Thalidomide on Trial

The drug was never licensed for sale in the U.S., so American victims of thalidomide number fewer than 20. Great Britain, however, has more than 1,000 thalidomide babies. In West Germany, where Chemie Gruenenthal GMBH first introduced thalidomide as a magically potent tranquilizer and sleeping pill, there are at least 3,184 surviving thalidomide-deformed children, while an equal number have died. In addition, some 5,000 adults are believed to have suffered permanent injury, a generalized neuritis that is invariably painful and sometimes disabling.

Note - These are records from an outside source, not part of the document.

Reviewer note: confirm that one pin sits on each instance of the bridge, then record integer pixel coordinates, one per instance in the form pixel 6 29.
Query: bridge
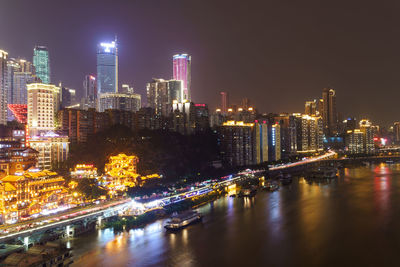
pixel 65 220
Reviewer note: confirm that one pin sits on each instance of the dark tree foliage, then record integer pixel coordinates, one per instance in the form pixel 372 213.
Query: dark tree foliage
pixel 171 154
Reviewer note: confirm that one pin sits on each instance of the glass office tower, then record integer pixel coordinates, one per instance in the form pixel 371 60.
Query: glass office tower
pixel 41 61
pixel 182 69
pixel 107 68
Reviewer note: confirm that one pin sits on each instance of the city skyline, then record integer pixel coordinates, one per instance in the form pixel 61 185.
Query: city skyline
pixel 297 71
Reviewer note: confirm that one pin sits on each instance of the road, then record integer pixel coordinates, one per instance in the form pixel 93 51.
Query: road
pixel 53 221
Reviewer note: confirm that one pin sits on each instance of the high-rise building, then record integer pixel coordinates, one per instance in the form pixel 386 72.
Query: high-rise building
pixel 19 111
pixel 20 81
pixel 224 102
pixel 310 134
pixel 396 133
pixel 310 108
pixel 354 141
pixel 127 102
pixel 202 120
pixel 68 96
pixel 126 89
pixel 43 104
pixel 53 149
pixel 368 131
pixel 41 61
pixel 183 117
pixel 261 143
pixel 107 68
pixel 217 118
pixel 182 71
pixel 89 99
pixel 245 103
pixel 20 73
pixel 12 67
pixel 329 115
pixel 161 94
pixel 274 142
pixel 288 134
pixel 3 87
pixel 237 143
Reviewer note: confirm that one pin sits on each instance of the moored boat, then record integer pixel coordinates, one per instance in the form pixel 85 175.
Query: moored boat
pixel 182 220
pixel 286 179
pixel 322 173
pixel 271 187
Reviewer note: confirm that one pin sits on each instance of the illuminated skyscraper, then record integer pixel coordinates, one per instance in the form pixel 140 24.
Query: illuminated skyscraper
pixel 107 68
pixel 224 102
pixel 3 87
pixel 329 115
pixel 41 61
pixel 182 71
pixel 89 92
pixel 43 103
pixel 161 94
pixel 310 108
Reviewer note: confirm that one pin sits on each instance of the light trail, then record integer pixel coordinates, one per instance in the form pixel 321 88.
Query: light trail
pixel 64 218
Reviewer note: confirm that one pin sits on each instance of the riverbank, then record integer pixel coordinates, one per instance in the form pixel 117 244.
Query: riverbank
pixel 132 222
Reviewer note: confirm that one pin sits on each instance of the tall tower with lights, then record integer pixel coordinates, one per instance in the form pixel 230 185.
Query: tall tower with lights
pixel 41 61
pixel 107 67
pixel 182 71
pixel 3 87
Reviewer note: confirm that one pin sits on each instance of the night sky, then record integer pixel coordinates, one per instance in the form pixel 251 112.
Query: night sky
pixel 277 53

Now, seven years after the disaster, Gruenenthal's executives have been brought to trial. West German government lawyers collected 70,000 pages of evidence and prepared a 972-page indictment in which company officers are charged with personal negligence leading to the marketing of an unsafe and insufficiently tested drug. The trial promises to last at least two years and will be divided into two main phases: 1) an effort to show that the damage was indeed caused by thalidomide; and 2) an attempt to prove that Gruenenthal's executives were knowingly responsible and negligent. Last week, in a courtroom in Alsdorf, near Aachen, the prosecution moved deep into Phase 1.

While seven defendants watched from the box (two have been excused for health reasons), a detachment of parents who are co-plaintiffs followed the testimony intently from reserved seats, while malformed children played in the corridors. On the witness stand was the man who, by extensive research, first developed the evidence that forced thalidomide's withdrawal from sale. Dr. Widukind Lenz was a pediatrician in Hamburg when he began to study the effects of the drug. Now 49, he has moved to Muenster as director of the Institute of Human Genetics.

Seal Limbs. After three months of frustrating legalities, the people in the crowded courtroom saw for themselves the naked evidence of thalidomide's devastating effects. Dr. Lenz showed color slides of children with no arms, or no legs, or only seal-like flippers where arms and legs should be. Some of the pictures came from post-mortems and showed malformations of the heart and other internal organs.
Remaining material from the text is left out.